Dive Brief:
- Iowa’s 3,000-member Pella Cooperative Electric has withdrawn its proposal to the Iowa Utilities Board to impose a $57.50 monthly fee on customers with solar panels, in addition to the $27.50 monthly fixed fee all the co-op’s residential customers pay.
- The total $85 per month fixed fee for solar owners was reportedly justified by a cost of service study conducted by the co-op, but it is not clear the study was satisfactorily rigorous or that it showed clearly the solar-owning customers are being subsidized by other co-op members to the extent the proposed fee suggested.
- The co-op withdrew the proposal after the Environmental Law & Policy Center filed a petition with the utilities board asserting a fee on only customers with distributed generation would violate Iowa law. Because the proposal was withdrawn, a request to review the cost of service study by the Iowa Office of Consumer Advocate became irrelevant.
Dive Insight:
Electricity suppliers across the U.S. are increasingly imposing higher fixed charges on consumers with distributed generation to cover revenue losses incurred from diminished electricity sales.
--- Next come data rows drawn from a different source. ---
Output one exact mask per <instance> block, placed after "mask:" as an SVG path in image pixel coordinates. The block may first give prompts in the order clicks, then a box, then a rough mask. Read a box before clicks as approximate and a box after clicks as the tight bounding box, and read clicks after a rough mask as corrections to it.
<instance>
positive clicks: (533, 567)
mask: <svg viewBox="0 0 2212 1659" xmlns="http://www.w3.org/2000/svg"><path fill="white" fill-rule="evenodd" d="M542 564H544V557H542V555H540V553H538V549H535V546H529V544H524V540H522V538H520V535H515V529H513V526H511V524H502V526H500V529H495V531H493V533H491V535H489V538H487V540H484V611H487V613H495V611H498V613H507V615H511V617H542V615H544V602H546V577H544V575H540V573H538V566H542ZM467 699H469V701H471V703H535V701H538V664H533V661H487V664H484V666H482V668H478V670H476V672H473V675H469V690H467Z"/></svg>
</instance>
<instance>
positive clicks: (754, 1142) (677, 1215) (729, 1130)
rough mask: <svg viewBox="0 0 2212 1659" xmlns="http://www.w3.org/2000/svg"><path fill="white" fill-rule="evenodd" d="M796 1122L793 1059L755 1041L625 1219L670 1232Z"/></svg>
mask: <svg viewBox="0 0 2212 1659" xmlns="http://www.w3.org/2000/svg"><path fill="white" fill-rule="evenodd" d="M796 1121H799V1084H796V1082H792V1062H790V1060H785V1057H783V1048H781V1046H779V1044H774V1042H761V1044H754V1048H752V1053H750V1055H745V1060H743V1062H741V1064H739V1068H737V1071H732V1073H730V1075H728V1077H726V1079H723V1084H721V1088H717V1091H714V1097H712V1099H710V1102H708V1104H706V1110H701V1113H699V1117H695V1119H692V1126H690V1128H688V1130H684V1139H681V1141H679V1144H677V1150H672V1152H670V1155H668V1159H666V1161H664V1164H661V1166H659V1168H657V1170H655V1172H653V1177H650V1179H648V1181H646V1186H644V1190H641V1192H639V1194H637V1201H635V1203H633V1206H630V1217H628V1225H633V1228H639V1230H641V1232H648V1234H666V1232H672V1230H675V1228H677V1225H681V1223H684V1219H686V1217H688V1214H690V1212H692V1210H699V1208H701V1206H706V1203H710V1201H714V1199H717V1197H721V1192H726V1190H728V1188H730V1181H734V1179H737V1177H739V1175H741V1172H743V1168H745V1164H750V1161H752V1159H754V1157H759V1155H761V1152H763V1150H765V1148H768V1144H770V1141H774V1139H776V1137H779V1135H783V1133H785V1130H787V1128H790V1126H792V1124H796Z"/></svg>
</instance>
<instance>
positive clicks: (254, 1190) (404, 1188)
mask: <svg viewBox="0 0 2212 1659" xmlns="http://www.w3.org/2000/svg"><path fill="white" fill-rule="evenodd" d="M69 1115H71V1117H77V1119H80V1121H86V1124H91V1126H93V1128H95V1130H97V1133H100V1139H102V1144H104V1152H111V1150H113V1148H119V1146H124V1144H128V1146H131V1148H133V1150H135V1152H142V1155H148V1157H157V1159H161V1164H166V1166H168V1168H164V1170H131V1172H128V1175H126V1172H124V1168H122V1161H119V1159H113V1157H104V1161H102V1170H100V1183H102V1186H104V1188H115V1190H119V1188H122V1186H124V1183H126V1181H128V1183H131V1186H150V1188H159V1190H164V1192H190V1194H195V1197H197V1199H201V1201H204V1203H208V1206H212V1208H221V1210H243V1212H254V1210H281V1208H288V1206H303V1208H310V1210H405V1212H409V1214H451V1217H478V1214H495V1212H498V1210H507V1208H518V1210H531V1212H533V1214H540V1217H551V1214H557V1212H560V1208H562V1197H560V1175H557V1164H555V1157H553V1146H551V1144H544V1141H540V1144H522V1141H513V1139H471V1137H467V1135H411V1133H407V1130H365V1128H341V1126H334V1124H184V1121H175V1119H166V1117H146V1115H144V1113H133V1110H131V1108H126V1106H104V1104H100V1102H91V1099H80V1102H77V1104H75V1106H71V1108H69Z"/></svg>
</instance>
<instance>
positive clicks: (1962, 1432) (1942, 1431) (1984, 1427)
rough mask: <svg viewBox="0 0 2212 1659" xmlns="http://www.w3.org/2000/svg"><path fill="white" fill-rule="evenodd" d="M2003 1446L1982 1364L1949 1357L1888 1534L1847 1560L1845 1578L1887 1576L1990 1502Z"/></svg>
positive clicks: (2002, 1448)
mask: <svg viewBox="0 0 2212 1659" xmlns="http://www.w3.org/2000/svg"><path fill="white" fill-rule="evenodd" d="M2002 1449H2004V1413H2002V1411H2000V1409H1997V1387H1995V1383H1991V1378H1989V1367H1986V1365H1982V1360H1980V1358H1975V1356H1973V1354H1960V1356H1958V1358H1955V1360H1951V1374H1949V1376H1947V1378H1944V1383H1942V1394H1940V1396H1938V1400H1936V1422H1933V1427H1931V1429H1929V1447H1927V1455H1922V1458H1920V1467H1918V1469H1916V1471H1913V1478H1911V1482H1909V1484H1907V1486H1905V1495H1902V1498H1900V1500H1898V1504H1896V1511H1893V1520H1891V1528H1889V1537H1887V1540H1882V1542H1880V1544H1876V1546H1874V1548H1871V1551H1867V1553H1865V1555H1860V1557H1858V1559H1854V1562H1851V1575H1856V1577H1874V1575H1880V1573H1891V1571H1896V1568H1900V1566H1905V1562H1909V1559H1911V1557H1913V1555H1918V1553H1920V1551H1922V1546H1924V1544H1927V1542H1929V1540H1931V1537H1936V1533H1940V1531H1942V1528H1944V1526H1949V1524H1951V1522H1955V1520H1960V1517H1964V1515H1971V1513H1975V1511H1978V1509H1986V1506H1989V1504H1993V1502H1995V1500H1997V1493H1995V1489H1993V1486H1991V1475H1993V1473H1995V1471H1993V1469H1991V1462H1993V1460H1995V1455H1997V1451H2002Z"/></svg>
An increased emphasis on fixed charges may seem logical to utilities that are legally entitled to fair compensation for services they provide, James Tong and Former FERC Chair Jon Wellinghoff recently wrote in Utility Dive. Grid connected customers should pay for the services they get, but "the assertion that solar customers do not pay their fair share is based on a flawed assumption that cost shifters are necessarily freeloaders,” the authors argued.
Fights over net metering, fixed charges, and third party ownership (TPO) continue to make headlines in other states but the battle lines drawn earlier this year in Iowa may be disappearing. Alliant Energy, one of the state’s dominant electricity providers, recently withdrew its refusal to net meter solar installations financed in TPO arrangements.